I'll play devil's advocate and say that direct system would be worse over the long haul. It is would be more prone to whim and temporary popularity.
A direct system would make more Trumps.
(We're talking party nomination, right, not general election?)
Direct, rank-order voting would sure fix a lot of problems for primaries. But Parties have a right to decide how they want to choose their candidates. The general election pretty much requires each party to choose nominees to run against each other in a first-past-the-post manner. The nominees have to get chosen somehow, right? All the states voting for candidates by popular vote is a fairly recent thing.
But, if we changed the way we do general election, such that parties don't really have to choose nominees--they could run as many as they can get "qualified".
The way it would work is we start election season 6 months, maybe a year at most from election day. All the candidates who want to run would have to pass some kind of qualification. We would want it to be stringent enough so that we don't have too many candidates. At a minimum they'd have to be on the ballot in all 50 states to be considered. Having a minimum education level achieved probably wouldn't be a bad criterion given the complexity of government. Possibly some military experience.

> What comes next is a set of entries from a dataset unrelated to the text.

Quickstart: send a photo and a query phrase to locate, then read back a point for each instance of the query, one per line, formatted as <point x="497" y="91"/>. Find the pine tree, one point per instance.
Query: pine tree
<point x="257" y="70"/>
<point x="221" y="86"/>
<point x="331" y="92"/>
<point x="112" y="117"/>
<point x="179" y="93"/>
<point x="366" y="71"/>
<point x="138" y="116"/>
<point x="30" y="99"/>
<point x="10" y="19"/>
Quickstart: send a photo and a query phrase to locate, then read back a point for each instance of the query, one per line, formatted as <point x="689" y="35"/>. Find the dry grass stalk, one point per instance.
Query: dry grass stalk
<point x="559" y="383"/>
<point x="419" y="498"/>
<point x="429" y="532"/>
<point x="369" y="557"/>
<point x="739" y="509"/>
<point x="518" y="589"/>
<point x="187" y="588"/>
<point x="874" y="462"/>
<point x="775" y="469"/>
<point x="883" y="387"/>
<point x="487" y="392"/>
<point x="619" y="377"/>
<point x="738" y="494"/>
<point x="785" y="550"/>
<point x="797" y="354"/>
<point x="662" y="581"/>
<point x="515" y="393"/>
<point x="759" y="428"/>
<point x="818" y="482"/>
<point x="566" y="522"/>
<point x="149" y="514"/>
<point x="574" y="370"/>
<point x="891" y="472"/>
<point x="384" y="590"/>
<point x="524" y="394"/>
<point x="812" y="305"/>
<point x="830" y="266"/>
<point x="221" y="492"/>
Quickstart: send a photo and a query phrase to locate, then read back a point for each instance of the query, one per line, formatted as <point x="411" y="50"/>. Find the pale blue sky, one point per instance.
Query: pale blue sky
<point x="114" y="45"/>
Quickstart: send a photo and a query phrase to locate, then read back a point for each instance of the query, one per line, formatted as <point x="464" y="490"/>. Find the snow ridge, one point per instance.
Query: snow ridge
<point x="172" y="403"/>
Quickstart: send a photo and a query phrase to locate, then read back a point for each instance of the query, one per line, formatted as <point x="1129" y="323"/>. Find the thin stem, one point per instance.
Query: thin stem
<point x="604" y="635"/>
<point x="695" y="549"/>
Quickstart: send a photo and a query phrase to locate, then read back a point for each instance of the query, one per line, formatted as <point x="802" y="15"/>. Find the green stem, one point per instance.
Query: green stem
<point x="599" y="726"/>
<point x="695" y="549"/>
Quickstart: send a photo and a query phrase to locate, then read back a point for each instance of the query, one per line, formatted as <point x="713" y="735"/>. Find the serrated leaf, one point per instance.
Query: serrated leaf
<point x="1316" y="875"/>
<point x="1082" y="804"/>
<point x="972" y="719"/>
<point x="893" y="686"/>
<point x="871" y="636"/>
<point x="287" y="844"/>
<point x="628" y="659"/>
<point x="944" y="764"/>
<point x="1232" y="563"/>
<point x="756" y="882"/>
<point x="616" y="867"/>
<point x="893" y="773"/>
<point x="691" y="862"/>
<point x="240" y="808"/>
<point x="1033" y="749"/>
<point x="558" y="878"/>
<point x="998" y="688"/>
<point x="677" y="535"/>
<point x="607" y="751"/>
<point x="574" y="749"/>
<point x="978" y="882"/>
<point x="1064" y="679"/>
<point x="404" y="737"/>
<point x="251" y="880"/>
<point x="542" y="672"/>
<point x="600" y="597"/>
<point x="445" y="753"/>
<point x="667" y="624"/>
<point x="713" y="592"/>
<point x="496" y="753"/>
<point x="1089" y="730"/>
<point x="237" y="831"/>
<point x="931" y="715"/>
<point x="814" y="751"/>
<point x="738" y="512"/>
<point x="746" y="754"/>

Candidates would campaign during the season, and then on election day you rank all the candidates that qualify, regardless of party. It achieves a few things. You don't have to tell each political party how it must choose it's nominee, because that process is no longer needed. In fact, it effectively eliminates the two party system because people no longer have to vote strategically. There's less incentive to vote for the party and more incentive to vote for individuals regardless of their party. It is more representative of what people want because it considers how each candidate fares against each other candidate.
And your worries that a direct system would make more Trumps, probably not. If we had that system now probably Trump would be middle of the pack. He'd get a lot of #1 votes--still no where near a majority though--but because of his negatives, he would also get a lot more last place votes.
Of course INGO has a Cruz bias, but the polling I did was a good example how that works. Trump had a lot of #1 votes. He had even more bottom-third votes. And he had very few 2nd and 3rd place votes.
That kind of thing would change how candidates campaign. They would no longer need to pander to a base for primaries and then shift to the center for the general election. They can all be who they are from the start. The only advantage being a large party would bring is backing and being able to field more candidates.